EEG Monitoring of Temporal Anticipation in Coincidence Anticipation Timing Tasks: A Scoping Review With Recommendations.
André Felipe Dos Santos, Gabriel Chaves de Melo, Gabriela Castellano, Arturo Forner-Cordero
Abstract
Open AccessBACKGROUND: Coincidence anticipation timing (CAT) tasks require individuals to synchronize their movement with an external moving stimulus. Electroencephalography (EEG), due to its high temporal resolution, offers a valuable tool for investigating the neural processes underlying temporal anticipation in these tasks. OBJECTIVES: This scoping review aims to map the existing literature on EEG monitoring of temporal anticipation during CAT tasks, identify methodological patterns, evaluate the consistency of reported EEG markers, and highlight potential gaps. ELIGIBILITY CRITERIA: Studies were included if they examined EEG activity related to anticipatory processes during CAT tasks in human participants. SOURCES OF EVIDENCE: Studies were obtained from PubMed, Web of Science, and Scopus. A systematic search was conducted in May 2024 and updated in October 2025. CHARTING METHODS: Data were charted across studies, focusing on participant characteristics, protocols, EEG methodologies, and reported outcomes. RESULTS: Eleven studies met our criterion. Substantial methodological variability was identified in participant setup, task design, EEG acquisition, and data analysis strategies. Although some EEG markers have been recurrently explored, no neural features were consistently assessed across all studies, limiting the identification of robust markers of temporal anticipation. Reporting gaps were observed regarding participant characteristics, anticipation type, and error metrics.

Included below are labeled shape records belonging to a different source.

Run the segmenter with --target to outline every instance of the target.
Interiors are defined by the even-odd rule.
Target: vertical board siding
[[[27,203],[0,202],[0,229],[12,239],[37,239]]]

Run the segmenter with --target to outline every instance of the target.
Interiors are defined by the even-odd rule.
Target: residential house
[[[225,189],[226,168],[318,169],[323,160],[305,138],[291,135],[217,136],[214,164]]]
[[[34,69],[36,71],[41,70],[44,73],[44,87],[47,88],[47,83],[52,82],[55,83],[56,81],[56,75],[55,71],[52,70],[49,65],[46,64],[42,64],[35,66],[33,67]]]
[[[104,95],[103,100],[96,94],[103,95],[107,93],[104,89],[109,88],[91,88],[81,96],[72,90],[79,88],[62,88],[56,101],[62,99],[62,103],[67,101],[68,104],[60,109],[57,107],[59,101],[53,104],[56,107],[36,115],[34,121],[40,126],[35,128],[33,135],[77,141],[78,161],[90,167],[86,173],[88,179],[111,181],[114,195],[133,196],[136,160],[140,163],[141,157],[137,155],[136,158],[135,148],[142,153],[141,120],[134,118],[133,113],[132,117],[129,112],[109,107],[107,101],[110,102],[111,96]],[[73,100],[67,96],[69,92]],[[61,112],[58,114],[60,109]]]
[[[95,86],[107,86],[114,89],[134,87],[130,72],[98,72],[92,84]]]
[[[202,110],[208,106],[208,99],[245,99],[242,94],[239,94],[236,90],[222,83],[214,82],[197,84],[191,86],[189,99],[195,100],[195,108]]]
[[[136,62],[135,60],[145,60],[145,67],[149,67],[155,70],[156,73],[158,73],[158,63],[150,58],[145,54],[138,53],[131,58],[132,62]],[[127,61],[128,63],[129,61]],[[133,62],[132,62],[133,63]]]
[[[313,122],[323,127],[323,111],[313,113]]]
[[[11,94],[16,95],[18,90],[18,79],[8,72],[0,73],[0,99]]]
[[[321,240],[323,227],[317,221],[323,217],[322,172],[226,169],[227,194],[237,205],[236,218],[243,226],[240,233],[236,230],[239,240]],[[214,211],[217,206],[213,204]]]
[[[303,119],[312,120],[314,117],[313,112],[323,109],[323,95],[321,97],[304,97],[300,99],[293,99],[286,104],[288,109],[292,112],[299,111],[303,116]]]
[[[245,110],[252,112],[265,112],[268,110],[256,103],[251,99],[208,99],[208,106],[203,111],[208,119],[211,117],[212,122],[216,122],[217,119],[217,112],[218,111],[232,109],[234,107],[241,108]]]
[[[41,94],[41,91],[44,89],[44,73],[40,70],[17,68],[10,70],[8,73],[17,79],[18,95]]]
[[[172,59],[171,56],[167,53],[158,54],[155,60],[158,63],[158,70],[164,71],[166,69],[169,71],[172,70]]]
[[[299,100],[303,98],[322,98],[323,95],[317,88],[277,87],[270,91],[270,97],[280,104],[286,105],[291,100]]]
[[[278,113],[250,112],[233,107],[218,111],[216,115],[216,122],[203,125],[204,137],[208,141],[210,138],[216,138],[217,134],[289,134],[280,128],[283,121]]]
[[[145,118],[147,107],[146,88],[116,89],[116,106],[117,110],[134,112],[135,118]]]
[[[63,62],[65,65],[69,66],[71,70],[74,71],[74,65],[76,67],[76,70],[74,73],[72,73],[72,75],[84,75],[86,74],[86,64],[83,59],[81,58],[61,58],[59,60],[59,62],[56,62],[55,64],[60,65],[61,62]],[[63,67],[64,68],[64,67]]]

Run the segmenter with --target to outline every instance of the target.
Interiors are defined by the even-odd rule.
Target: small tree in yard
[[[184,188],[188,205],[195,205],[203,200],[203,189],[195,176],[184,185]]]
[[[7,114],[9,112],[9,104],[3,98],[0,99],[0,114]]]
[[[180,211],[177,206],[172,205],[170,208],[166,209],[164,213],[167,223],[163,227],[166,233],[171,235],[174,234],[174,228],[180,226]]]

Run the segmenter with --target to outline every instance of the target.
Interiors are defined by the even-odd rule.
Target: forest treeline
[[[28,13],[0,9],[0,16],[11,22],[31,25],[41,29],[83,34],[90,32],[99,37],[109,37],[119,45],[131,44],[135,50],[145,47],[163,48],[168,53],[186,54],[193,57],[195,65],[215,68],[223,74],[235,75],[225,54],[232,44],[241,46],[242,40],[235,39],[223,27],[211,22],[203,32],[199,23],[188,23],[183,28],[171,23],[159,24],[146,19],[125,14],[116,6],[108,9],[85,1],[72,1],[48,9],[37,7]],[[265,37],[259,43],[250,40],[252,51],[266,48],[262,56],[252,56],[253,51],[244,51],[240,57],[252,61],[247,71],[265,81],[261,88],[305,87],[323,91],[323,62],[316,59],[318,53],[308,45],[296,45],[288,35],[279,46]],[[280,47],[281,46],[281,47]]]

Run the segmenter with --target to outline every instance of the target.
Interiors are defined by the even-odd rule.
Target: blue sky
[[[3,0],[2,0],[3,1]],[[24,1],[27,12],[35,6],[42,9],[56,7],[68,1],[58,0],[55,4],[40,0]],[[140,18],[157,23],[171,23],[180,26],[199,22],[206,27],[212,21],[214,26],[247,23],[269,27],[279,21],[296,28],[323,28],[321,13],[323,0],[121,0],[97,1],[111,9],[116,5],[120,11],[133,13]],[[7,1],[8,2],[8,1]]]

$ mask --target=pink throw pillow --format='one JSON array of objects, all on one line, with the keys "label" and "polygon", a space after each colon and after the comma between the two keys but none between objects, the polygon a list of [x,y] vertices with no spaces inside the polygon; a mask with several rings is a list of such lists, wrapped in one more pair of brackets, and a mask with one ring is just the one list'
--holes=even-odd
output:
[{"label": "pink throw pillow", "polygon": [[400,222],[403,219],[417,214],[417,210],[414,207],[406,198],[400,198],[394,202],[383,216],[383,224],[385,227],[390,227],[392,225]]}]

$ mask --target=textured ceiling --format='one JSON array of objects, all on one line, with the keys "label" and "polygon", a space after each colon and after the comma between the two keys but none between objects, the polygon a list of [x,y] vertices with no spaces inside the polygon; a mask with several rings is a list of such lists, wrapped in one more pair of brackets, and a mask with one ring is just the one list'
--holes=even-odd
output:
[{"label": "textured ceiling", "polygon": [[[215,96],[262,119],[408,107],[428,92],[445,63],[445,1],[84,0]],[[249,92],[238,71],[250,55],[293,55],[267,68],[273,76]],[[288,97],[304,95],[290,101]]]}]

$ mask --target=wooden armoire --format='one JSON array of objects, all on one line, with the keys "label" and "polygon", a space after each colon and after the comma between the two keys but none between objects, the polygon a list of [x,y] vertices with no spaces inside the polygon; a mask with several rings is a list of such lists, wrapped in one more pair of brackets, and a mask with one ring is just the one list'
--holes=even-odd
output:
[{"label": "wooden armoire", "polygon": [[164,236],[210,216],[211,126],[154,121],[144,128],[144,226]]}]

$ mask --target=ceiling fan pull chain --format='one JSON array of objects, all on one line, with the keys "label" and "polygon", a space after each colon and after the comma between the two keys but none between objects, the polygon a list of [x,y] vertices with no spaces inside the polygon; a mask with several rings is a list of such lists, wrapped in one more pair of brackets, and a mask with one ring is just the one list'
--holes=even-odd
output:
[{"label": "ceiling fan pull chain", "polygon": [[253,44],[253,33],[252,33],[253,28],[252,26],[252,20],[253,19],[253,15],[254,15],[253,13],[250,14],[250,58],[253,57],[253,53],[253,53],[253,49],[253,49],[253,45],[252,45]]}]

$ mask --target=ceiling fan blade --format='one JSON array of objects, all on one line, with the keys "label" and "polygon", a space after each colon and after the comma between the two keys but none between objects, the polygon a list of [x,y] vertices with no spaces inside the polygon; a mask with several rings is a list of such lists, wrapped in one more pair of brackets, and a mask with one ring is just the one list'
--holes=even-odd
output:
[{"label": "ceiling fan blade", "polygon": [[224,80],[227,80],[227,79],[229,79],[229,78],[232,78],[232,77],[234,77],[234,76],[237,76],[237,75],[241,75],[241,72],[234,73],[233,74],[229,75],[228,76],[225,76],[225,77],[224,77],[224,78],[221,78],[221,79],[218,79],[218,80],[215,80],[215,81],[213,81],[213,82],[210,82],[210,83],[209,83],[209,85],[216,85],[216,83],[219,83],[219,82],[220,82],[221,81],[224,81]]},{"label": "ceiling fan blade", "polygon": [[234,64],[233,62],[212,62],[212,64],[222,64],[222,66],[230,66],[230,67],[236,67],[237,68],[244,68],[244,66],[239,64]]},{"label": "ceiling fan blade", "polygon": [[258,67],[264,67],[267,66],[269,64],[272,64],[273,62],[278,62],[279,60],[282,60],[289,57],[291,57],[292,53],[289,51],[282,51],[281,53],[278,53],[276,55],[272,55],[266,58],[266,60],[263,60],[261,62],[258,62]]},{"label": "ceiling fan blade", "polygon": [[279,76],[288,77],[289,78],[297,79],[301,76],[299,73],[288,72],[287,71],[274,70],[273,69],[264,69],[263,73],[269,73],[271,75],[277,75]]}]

CONCLUSIONS: The field remains exploratory, with considerable heterogeneity across studies. To support more reliable comparisons and advance progress, this review proposes practical methodological recommendations focused on standardizing CAT task design and EEG procedures. These guidelines aim to enhance research quality and contribute to a more cohesive understanding of the neural correlates of temporal anticipation.